VectorStore interface compliance

PineconeVectorStore adheres to the VectorStore interface from llamaindex:

export interface VectorStore {
  storesText: boolean;
  isEmbeddingQuery?: boolean;
  client(): any;
  add(embeddingResults: NodeWithEmbedding[]): Promise<string[]>;
  delete(refDocId: string, deleteKwargs?: any): Promise<void>;
  query(query: VectorStoreQuery, kwargs?: any): Promise<VectorStoreQueryResult>;
  persist(persistPath: string, fs?: GenericFileSystem): Promise<void>;
}

A basic integration

import { storageContextFromDefaults, VectorStoreIndex } from "llamaindex";
import { FullContentMetadataBuilder, FullContentNodeHydrator, PineconeVectorStore } from "llamaindex-pinecone";

// Basic settings that have higher storage usage in Pinecone,
// but allow for quick plug-and-play
const easyModeSettings =   {
  // Store the entire node as JSON in the vector's metadata
  pineconeMetadataBuilder: FullContentMetadataBuilder,
  // When reading a vector, re-build the node from that JSON
  nodeHydrator: FullContentNodeHydrator 
}

// Initialize with the name of an index in Pinecone
const vectorStore = new PineconeVectorStore("speeches", easyModeSettings);

// define a storage context that's backed by our Pinecone vector store
const storageContext = await storageContextFromDefaults({ vectorStore })
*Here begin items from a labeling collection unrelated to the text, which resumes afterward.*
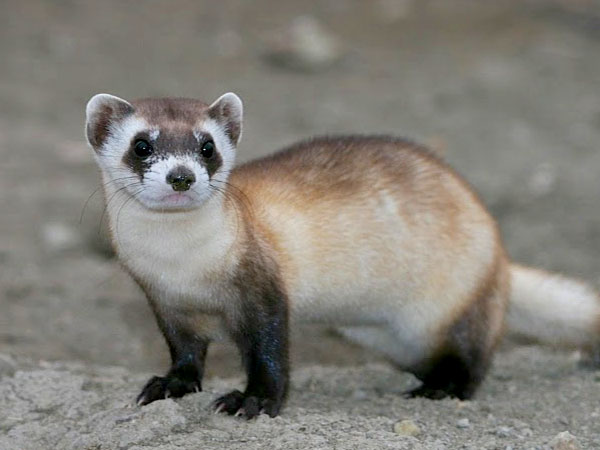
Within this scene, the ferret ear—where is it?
[85,94,134,150]
[208,92,244,145]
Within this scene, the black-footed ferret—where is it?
[86,93,600,418]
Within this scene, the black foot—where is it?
[137,375,202,406]
[404,385,454,400]
[213,390,281,420]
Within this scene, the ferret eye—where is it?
[200,141,215,159]
[133,139,152,159]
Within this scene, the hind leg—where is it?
[405,353,489,400]
[407,268,507,400]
// use that storage while we're loading documents
const vectorStoreIndex = await VectorStoreIndex.fromDocuments(presidentialInauguralAddresses, { storageContext });

// Make a query engine
const queryEngine = vectorStoreIndex.asQueryEngine();
// and ask it some questions!
const queryResponse = await queryEngine.query("What is the role of the Founding Fathers across inaugural addresses?");

And that's it!

Below is deeper documentation on interacting with the store itself. There is ample opportunity for customization.

VectorQueryStore

Adding a node to the store

Adding a node to the store requires us to pass a node and its embedding. The below example has already been tokenized:

import { Document } from "llamaindex";

const vectorStore = new PineconeVectorStore("tongue-twisters");

const tongueTwister = new Document({text: "Peter Piper picked a peck of pickled peppers. A peck of pickled peppers Peter Piper picked. If Peter Piper picked a peck of pickled peppers, Where's the peck of pickled peppers Peter Piper picked?", id_: "peter-piper"})
const embedding = [
  1, 5310, 7362, 546, 18691, 263, 1236, 384, 310, 5839, 839, 1236,
  22437, 29889, 319, 1236, 384, 310, 5839, 839, 1236, 22437, 5310, 7362,
  546, 18691, 29889, 960, 5310, 7362, 546, 18691, 263, 1236, 384, 310,
  5839, 839, 1236, 22437, 29892, 6804, 29915, 29879, 278, 1236, 384, 310,
  5839, 839, 1236, 22437, 5310, 7362, 546, 18691, 29973
];
await vectorStore.add({ node: tongueTwister, emedding })
// => ["peter-piper]

We see that it has returned an array of node ids that were successfully upserted to Pinecone. Woohoo!

Batching

The call to add takes a set of options as its second argument. Calls to the Pinecone API are batched, in groups of 100 by default. Passing a batchSize changes this value:

await vectorStore.add(nodesWithEmbeddings, { batchSize:  500 })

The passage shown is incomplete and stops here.